Being vaccinated and recovering from a previous infection is called “hybrid immunity,” and more than 20 studies in adults have shown that hybrid immunity significantly increases in broad protection against infection and serious disease for an extended period of time. Infection-inducible immunity targets all viruses while vaccine immunity protects against spike proteins. This does not mean that we should deliberately expose our children to COVID-19, but we should recognize the strong protection this combination provides.

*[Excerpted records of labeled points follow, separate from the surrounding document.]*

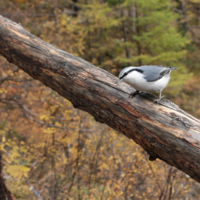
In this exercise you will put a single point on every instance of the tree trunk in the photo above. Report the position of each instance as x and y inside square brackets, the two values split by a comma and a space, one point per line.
[163, 130]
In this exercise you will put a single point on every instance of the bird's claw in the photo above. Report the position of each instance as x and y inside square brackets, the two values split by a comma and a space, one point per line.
[133, 94]
[158, 100]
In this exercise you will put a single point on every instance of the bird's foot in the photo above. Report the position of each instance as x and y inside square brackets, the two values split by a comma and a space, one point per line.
[133, 94]
[158, 100]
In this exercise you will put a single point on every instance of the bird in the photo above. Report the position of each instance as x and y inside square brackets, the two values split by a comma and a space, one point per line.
[146, 78]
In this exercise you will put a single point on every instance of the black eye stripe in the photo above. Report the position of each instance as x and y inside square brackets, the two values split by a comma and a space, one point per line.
[131, 70]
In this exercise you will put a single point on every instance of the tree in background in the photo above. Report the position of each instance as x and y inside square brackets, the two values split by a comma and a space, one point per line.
[57, 158]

Read more: Here’s what you need to know about COVID-19 booster shots for kids

Finally it is completely safe. Both Moderna’s clinical trial and Pfizer’s clinical trial showed minimal side effects. The vaccine caused a lot of fatigue and irritability in toddlers. A quarter of Moderna recipients also had a fever. This is normal for vaccines for young children. However, these were minor symptoms that showed the vaccine was working. Both clinical studies reported no cases of myocarditis. It was quite remarkable, but not surprising. Unfortunately, the trials were not large enough to detect such an unusual event. Myocarditis following mRNA COVID-19 vaccine in infants is expected to be very rare based on safety monitoring in children aged 5-11 years. This may be due to the smaller doses of RNA in these children and myocarditis which is fundamentally different. The data will be closely monitored. However, myocarditis can still be contracted in children from an infection. This is worse than the myocarditis that occurs after vaccination. Due to our knowledge of the ingredients, no serious long-term side effects are expected from vaccines. Since the 1990s, scientists have been studying mRNA vaccines. Extensive real-world data, including older adults and pregnant women, have shown that the COVID-19 vaccine appears to be safe and effective.

It’s been more than seven months since the CDC recommended COVID-19 vaccines for 5- to 11-year-olds. Our youngest children have been waiting patiently ever since. The benefits of these new recommended vaccines are clear to me. My goal this week is to protect my daughters from the vaccine-preventable disease. Come with me to get the protection of your children.